The reality is that the trade union-backed, Green Party-supported NDP government has no intention of taking serious measures to protect the lives of students, teachers, and their loved ones. Instead, the government is doing all it can to drum up support for its reckless back-to-school policy, which is dictated by big business’ drive to “reopen the economy” and thereby intensify the extraction of profit from the working class.

One example of this was the production last week of a lying propaganda ad featuring Provincial Health Officer Dr. Bonnie Henry. The Ministry of Education claimed that the 30-second ad was designed to “build families’ confidence” about the so-called “strict health and safety measures that are in place to protect students and staff.”

To accomplish this, the government had to fabricate an imaginary classroom situation that will never exist in reality.
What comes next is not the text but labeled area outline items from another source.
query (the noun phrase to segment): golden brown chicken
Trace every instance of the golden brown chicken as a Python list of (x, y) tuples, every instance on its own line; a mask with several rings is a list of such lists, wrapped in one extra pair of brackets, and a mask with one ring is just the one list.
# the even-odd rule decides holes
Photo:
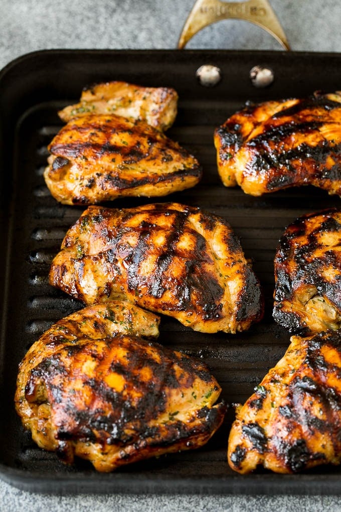
[(174, 203), (89, 207), (66, 233), (50, 280), (87, 304), (119, 296), (203, 332), (242, 331), (263, 314), (230, 226)]
[(341, 195), (341, 93), (249, 104), (215, 133), (225, 186), (260, 196), (313, 185)]
[(126, 82), (98, 83), (82, 92), (80, 102), (58, 112), (63, 121), (87, 114), (112, 114), (145, 121), (159, 130), (170, 127), (176, 117), (178, 96), (169, 87), (143, 87)]
[(40, 447), (108, 472), (209, 439), (225, 413), (213, 405), (220, 387), (201, 361), (136, 335), (156, 336), (158, 323), (111, 302), (60, 320), (33, 344), (15, 405)]
[(275, 276), (274, 317), (289, 332), (341, 327), (341, 210), (304, 215), (288, 226)]
[(49, 146), (44, 177), (64, 204), (125, 196), (166, 196), (196, 185), (197, 160), (146, 123), (87, 114), (70, 121)]
[(280, 473), (341, 462), (341, 333), (293, 336), (285, 355), (237, 412), (232, 469)]

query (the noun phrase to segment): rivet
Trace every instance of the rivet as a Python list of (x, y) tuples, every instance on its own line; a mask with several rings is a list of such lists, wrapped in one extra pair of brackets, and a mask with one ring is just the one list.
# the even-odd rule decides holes
[(204, 64), (196, 70), (195, 75), (204, 87), (213, 87), (221, 80), (221, 71), (211, 64)]
[(254, 66), (250, 71), (250, 79), (255, 87), (267, 87), (274, 81), (274, 72), (270, 68)]

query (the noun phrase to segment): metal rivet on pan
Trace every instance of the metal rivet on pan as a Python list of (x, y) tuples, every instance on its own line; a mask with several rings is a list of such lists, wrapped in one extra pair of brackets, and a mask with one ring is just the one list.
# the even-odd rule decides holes
[(255, 87), (267, 87), (274, 81), (274, 72), (270, 68), (255, 66), (250, 71), (250, 78)]
[(204, 87), (213, 87), (221, 80), (221, 71), (217, 66), (211, 64), (204, 64), (198, 68), (195, 75)]

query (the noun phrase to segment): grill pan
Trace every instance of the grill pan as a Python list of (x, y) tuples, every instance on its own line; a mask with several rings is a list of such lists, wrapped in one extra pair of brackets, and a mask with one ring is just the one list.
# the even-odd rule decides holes
[[(218, 66), (222, 79), (206, 88), (195, 77), (203, 64)], [(255, 65), (274, 71), (275, 81), (255, 89), (249, 79)], [(204, 176), (194, 188), (161, 201), (202, 208), (228, 220), (254, 261), (265, 295), (265, 315), (249, 331), (236, 335), (194, 332), (174, 319), (162, 318), (159, 342), (202, 357), (222, 388), (226, 401), (243, 402), (268, 370), (283, 355), (289, 336), (271, 318), (273, 260), (278, 239), (298, 216), (339, 204), (339, 198), (311, 187), (255, 198), (238, 187), (226, 189), (218, 178), (214, 128), (253, 101), (304, 96), (341, 87), (337, 54), (229, 51), (51, 50), (29, 54), (0, 74), (1, 185), (0, 253), (2, 293), (0, 378), (0, 477), (25, 490), (49, 493), (338, 494), (338, 467), (320, 466), (295, 475), (263, 470), (241, 476), (226, 460), (234, 419), (229, 409), (222, 426), (204, 447), (96, 473), (78, 460), (68, 467), (38, 449), (14, 411), (17, 365), (26, 352), (56, 320), (82, 304), (48, 281), (53, 257), (67, 229), (83, 208), (60, 205), (44, 184), (47, 145), (62, 123), (57, 111), (78, 100), (83, 87), (123, 80), (144, 86), (174, 87), (178, 114), (168, 135), (194, 154)], [(129, 207), (154, 200), (126, 198), (106, 205)]]

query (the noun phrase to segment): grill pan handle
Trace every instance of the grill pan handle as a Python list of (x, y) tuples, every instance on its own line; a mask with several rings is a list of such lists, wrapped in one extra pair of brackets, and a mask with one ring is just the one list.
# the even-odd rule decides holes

The ad shows 6 students in the classroom in total, their desks spaced apart at a distance that will be impossible to actually achieve and situated comfortably nearby a sink.

“I’ve had a lot of respect for Dr. Henry, but this is out of touch,” said one Twitter user in response to the ad. “No classroom looks like this. Try it again with 30 kids and that’s why students, parents, teachers and support staff are concerned.”

The Ministry of Education responded to the critique with a statement that is unintentionally heavily-laden with irony: “In order to videotape the ad,” it read, “the number of students in the room was limited for health and safety reasons and the children were placed at safe distances from each other.” This, less than two weeks before students are sent back to school with no such safety measures.

Patti Bacchus, a former chair of the Vancouver School Board with ties to the NDP establishment and the current education columnist of the Georgia Straight has been critical of the restart plan since its release. In an interview with the WSWS, she criticized the government’s failure to support families and for failing to listen to what educators are saying about the school reopening plan. “There’s a lack of confidence in the Ministry of Education’s plan. The government needs to listen to educators,” Bacchus said. “Families need to be given options. Parents need options for remote or partial remote learning but to still be connected to their local schools.”

The government is receiving critical support in its reckless back-to-school drive from the B.C. Teachers Federation (BCTF), which, while mouthing oppositional sounding phrases, is helping organize the return to class. BCTF President Teri Mooring revealingly remarked that the union is playing an active role in government committees to plan the reopening of schools. This little noted fact thoroughly exposes the union’s empty criticisms of the government’s plan, which have included calls for the hiring of more teachers and reduced class sizes. The union has deliberately avoided even issuing a threat to strike, underscoring that its criticisms of the government are nothing more than window dressing to help the NDP force through its homicidal plan in the face of widespread public opposition.